Gravity Perks Terms Of Service keeps the behavior closer to the form system itself, which usually means fewer surprises when you clone forms, export/import, or move between staging and production.
This perk helps you present and validate terms, but it does not replace policy management. If your organization updates legal text often, you still need a workflow for versioning the policy and deciding whether old entries need to be tied to a specific revision.
Also, do not assume “terms accepted” equals “legally bulletproof”. If you need stronger evidence, you may want to store additional context such as timestamps, IP address, or the specific URL of the terms page at time of submission, depending on your policies and jurisdiction.

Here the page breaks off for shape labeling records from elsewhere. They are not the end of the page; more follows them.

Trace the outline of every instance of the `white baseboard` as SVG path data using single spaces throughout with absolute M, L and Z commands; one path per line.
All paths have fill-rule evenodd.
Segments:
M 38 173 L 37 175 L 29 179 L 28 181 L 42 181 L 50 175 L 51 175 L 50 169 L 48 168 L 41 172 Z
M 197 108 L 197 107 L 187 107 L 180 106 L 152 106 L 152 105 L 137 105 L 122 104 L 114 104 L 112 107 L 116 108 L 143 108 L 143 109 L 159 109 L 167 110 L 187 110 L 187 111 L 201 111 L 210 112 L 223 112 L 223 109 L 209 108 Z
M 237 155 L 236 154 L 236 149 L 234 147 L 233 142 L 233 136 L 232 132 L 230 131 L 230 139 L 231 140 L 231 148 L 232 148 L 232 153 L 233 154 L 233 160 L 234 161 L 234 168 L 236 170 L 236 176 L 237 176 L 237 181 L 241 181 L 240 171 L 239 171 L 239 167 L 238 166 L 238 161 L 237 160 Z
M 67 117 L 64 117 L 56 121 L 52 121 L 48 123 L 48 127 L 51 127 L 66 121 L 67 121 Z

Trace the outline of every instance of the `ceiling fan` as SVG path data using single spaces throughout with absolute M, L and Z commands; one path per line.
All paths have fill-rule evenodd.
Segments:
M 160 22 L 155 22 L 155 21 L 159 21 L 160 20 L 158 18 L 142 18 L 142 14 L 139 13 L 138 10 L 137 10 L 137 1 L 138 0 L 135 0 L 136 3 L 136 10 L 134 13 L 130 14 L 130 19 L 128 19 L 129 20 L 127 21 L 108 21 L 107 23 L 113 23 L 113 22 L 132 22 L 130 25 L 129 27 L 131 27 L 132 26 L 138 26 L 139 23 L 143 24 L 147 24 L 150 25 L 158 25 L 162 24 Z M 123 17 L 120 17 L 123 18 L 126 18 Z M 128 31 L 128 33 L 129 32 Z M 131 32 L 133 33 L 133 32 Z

It records the acceptance as part of the form submission, like other field data. If you need more detailed auditing, plan what additional metadata you want to capture alongside the entry.
Yes, and that is often the cleaner approach when legal maintains a dedicated page. After setup, test that the link opens in the expected way on mobile so users do not lose their place in the form.
Generally yes, but you should test back/forward navigation and any save-and-continue flow you use. Most “it broke” reports I have seen were really navigation state issues, not installation problems.
This usually comes from conditional logic or required validation not matching the display logic. Review whether the agreement should be required for that conditional branch, and test each path as a separate user journey.
It is safe when you follow a normal release process. We install on staging first, test submissions, then deploy to production. The biggest risks are not the plugin itself. They are caching, script optimization, and form logic assumptions that were never tested end-to-end.